Nürtingen und ich 

Irgendwann bin ich in Nürtingen gelandet; nicht wegen der Liebe, ein Arbeitsplatz lockte mich in diese Stadt. Als ich die Straße nannte, in der ich wohne, habe ich erfahren, dass ich gar nicht in Nürtingen wohne, sondern in Oberensingen, dem ältesten Stadtteil von Nürtingen. Meine Frau und ich waren bald mit Altoberensingern bekannt und vertraut. Ein Streuobststücklesbesitzerehepaar lud uns ein zum Apfelmost; es waren der Wilhelm und die Frieda von der Stuttgarter – Straße. Der Most, anfangs noch gewöhnungsbedürftig, war köstlich und die Freundschaft mit dem Ehepaar Föhl währte ein Leben lang. 

Aber es gibt ja auch noch das alte Nürtingen mit dem damals neuen Ochsenbrunnen und der Kreuzkirche, die man abreißen wollte, was eine Bürgerinitiative verhindern konnte. Meine erste ehrenamtliche Tätigkeit hatte ich im Koordinierungsausschuss für Gastarbeiterfragen Nürtingen und Umgebung. Mit der ausländischen Bürgerschaft war ich bald vertraut; Herrn Hacimüftioğlu konnte ich anreden, ohne mir die Zunge zu zerbrechen. 

Im Bürgertreff traf ich auf Hannes Wezel, der mich mit Seniorenangelegenheiten betraute. Auf Anregung von Guido Wolf, dem damaligen Bürgermeister, war ich einige Jahre Regionalvertreter für die Stadt Nürtingen im Kreisseniorenrat Esslingen. Ebenfalls im Bürgertreff bin ich Helga und Rolf Wehnhardt, Schauspieler vom Naturtheater Grötzingen, begegnet. So war ich bei der Gründung der Theatergruppe „Die Wagemutigen“ dabei. Anfangs haben wir einige selbst verfasste Stücke gespielt; wir spielten im Theater im Schlosskeller, im Rathaus und im Freien vor dem Bürgertreff. Mit „Gesegnete Mahlzeit“ von Karl Wittlinger und unseren eigenen Stücken waren wir auch auswärts zu Gast. 

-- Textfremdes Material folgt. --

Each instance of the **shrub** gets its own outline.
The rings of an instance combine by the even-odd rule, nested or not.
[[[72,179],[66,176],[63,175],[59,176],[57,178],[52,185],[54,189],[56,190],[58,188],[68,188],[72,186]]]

„Riebeles-Köpf“ von Jörg Ehni brachte uns Einladungen zur Gartenschau in Singen, zur Nürtinger Partnerstadt Zerbst und zur Landesvertretung Baden – Württemberg in Berlin. Das reichhaltige Programm der VHS Nürtingen lud ein zum Mitmachen. Anlässlich der Aufnahme der Republik Polen in die EU hielt ich einige Vorträge zur Geschichte des Landes. Unter dem Dach der VHS gab es „Die Obskuren“, die sich mit klassischer Theaterliteratur befassten. In „Hamlet“ und in „Macbeth“ war ich mit auf der Bühne. 

Die „Alte Seegrasspinnerei“ bot und bietet ein Spielfeld für unterschiedliche Aktivitäten. Vor einigen Jahren wurde von der Jugend Kunstschule „Die rote Zora“ aufgeführt; einige von den Wagemutigen waren mit auf der Bühne. Bei einem Projekt des Gesangvereins Raidwangen habe ich im Musical „Josef“ mitgesungen. Gern singe ich auch bei den „Beutwangsängern“ in Neckarhausen. Der „Autorenkreis Atmosphäre“ lässt Gedankenfrüchte sprießen und zu Papier bringen. Zur ersten Lesung nach zwei Jahren Corona – Pause konnten wir kürzlich in das Theater im Schlosskeller einladen. Im Hallenbad mache ich mit bei der Wassergymnastik und bei TG-Nürtingen lasse ich mich bei der Hallen – Gymnastik in Schwung bringen. Schlendern über den Wochenmarkt, frisches Obst und Gemüse einkaufen, das lasse ich mir nicht entgehen. Ja, in Nürtingen läuft was. Wem die Decke auf den Kopf fällt, dem kann geholfen werden.